2. Sharpening
2.1 Sharpening
The Sharpen tab contains all the necessary controls and sliders to control the sharpening settings. It is essential that you get these settings correct, please take the time to find the ones that are optimal for your gear setup. Besides the Telescope aperture, focal ratio, barlow lens and camera, also the seeing conditions may require a different value for the radius.
2.1.1 Sharpening mode
The sharpening works in 2 different modes: RGB and Luminance mode.
RGB mode
RGB mode applies sharpening on the 3 channels Red, Green and Blue. This mode often results in the best color diversity, but it may introduce color noise.
Luminance mode
Luminance mode only applies sharpening to the Luminance channel. The Luminance channel only works on the light intensity of the image while leaving the colors unchanged. The advantage of this is that sharpening will not introduce any color noise. The downside is less color richness in the image. This mode will work best on object surfaces that don't have a lot of color diversity such as the moon or the sun.

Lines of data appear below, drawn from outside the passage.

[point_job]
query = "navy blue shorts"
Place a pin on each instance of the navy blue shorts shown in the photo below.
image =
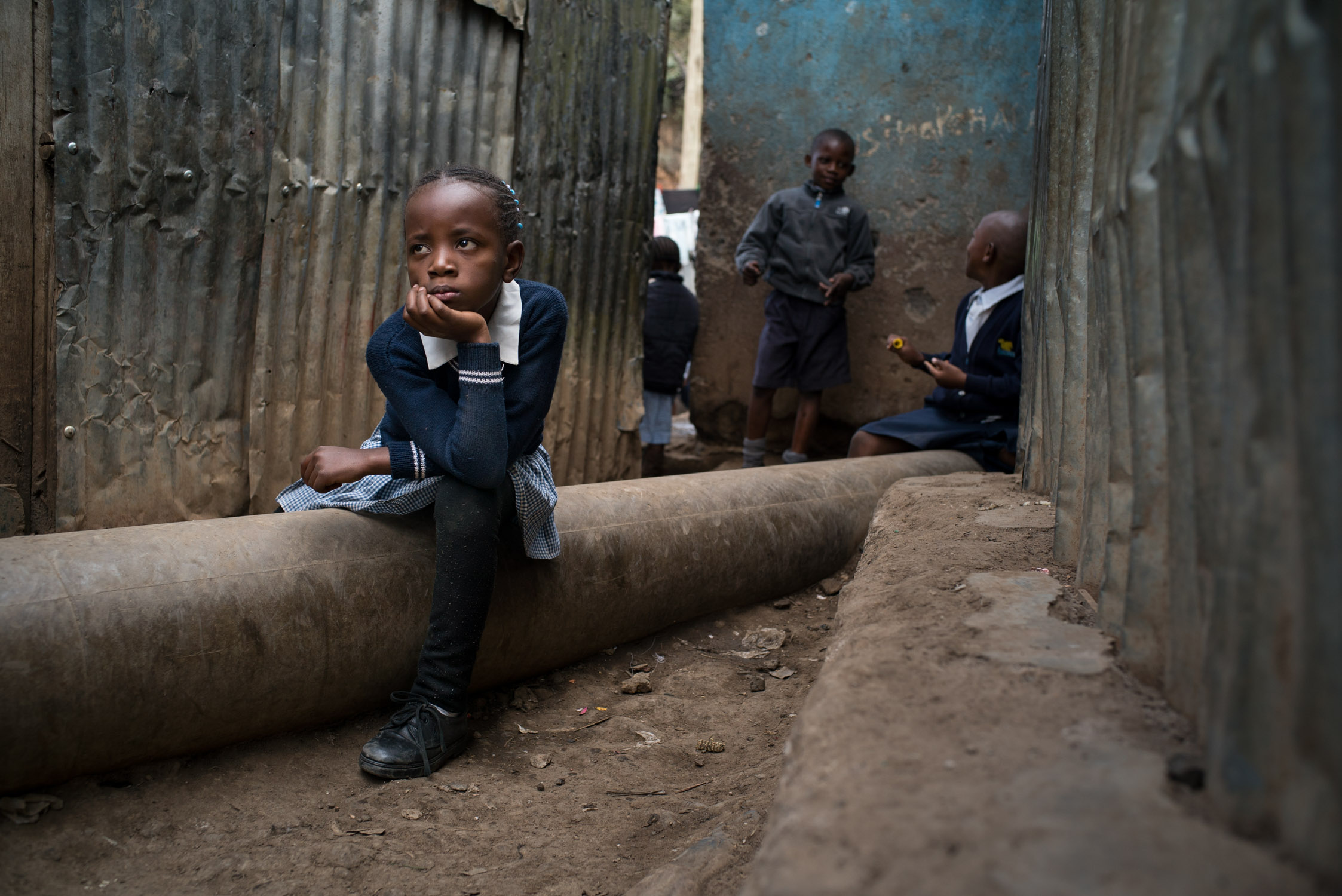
(936, 428)
(803, 345)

LuckyStackWorker also provides additional checkboxes to compose the luminance channel. You can decide to drop a channel if it has more noise or a particular artifact is only visible in a certain channel. Finally you can also drop the whole color channel, effectively making the image an monochrome image.
2.1.2 Radius
Radius can be set to lower values (below 1) for lower focal distances or cameras that have large pixel sizes (5 micron), and higher values for larger focal distances or when using a camera with small pixel size. The correct value for radius thus depends on the sampling ratio of the recordings. If the image was undersampled or the sampling was spot on, it is best to keep the radius low (1 or lower). And in case the recording is oversampled it means that the radius value needs to be higher in order for the sharpening to be more effective (and introduce less noise).
2.1.3 Amount
The amount slider defines the strength of the sharpening algorithm applied. Higher values will result in better details and higher contrast, but may also bring forwards the amount of noise. The noise can be suppressed by using the Denoising controls, described in section 2.3.
2.1.4 Iterations
The number of iterations can vary based on the quality of the recording, low values (1-2) for noisy image stacks, and higher values for low noise image recordings (usually bright objects such as the moon & sun). Multiple iterations can give sharper end results and finer details, but may also increase the noise.
2.2 Edge artifact suppression
The sliders of this menu control a custom and very effective algorithms that can be used to suppress/remove the typical bright edge artifacts that often appear near the planets horizon. There are 2 different algorithms: Dering and Clipping. Depending on the planet and other factors one might be more effective than the other. However they are both based on the same principle of applying less sharpening near the edge/horizon of the planetary surface (referred to as adaptive sharpening).
2.2.1 Deringing
Deringing is (by selecting the Dering option) is most effective on diffraction patterns. Sharpening will have the undesirable side-effect of bringing forwards such artifacts very clearly, making the end result look somewhat unnatural. By using the edge artifact suppression dering option and carefully choosing the right values for the 3 parameters strength, radius and threshold these patterns can be avoided. The Jupiter animation on the right illustrates the effect of the dering algorithm.
2.2.2 Clipping
The clipping algorithm is best used when planets edges start to become over-exposed when applying sharpening. The Mars animation on the right shows the effect of applying clipping suppression.